The suggestion will be the closest location to where he submitted his application based on the address provided, in most cases. Sometimes as of late PPRs have been directed to mail their passport to the LA consulate, though.
 
Our's is Tennessee address which means NY City is the closest location. If the visa application is approved is it possible to just show up at Niagara Falls and get the passport stamped at the entry crossing? May be not, but just want to check just in case that is possible.
 
Our's is Tennessee address which means NY City is the closest location. If the visa application is approved is it possible to just show up at Niagara Falls and get the passport stamped at the entry crossing? May be not, but just want to check just in case that is possible.

No. POEs do not affix counterfoils like this.
 
So, if the application is approved and NY City is the suggested office, would we be able to go to their office and get the passport stamped in person? Or, mailing the passport is the only way?
 
So, if the application is approved and NY City is the suggested office, would we be able to go to their office and get the passport stamped in person? Or, mailing the passport is the only way?
They cannot go and have the counterfoil affixed in person, no.

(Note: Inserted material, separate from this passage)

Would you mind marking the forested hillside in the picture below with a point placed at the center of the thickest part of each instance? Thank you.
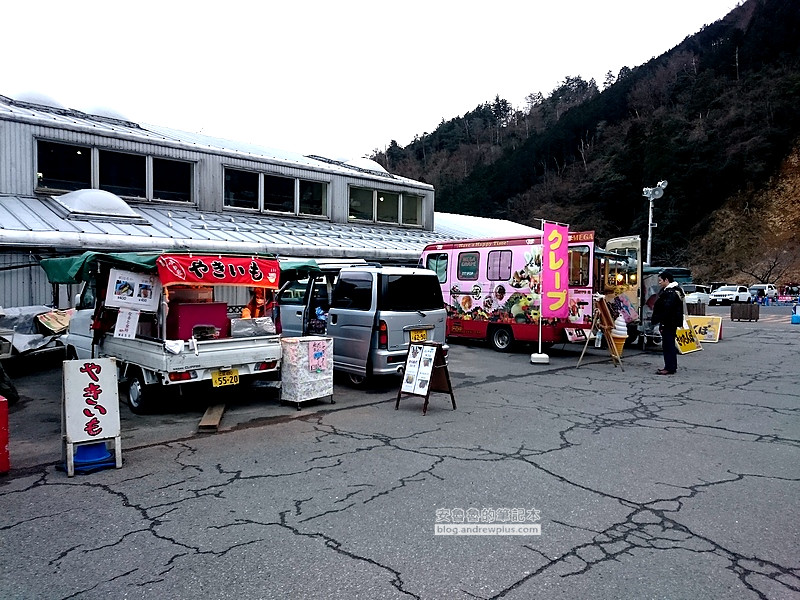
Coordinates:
(718, 117)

You submit your passport to a visa application centre. You can certainly submit it in person, but with VFS, that typically means waiting in a very long lineup. They take your passport from you, ask you if you want to pay extra to have it couriered back to you, and then charge you for their services. VFS then, at the end of the day, couriers your passport, along with all the others it received for Canada visa processing, to the Canadian consulate. A few days to a week or two later, the passport has the counterfoil affixed at the consulate, and then is returned to the VFS office, at which point it will be couriered back to you if you paid for that service, or it will be ready for your pickup.

There is no timeline on counterfoil affixing in a passport. It could be three days, it could be three weeks.

Sadly, the moral of this story - your brother should have applied for the Canadian visa at home before he left for the US.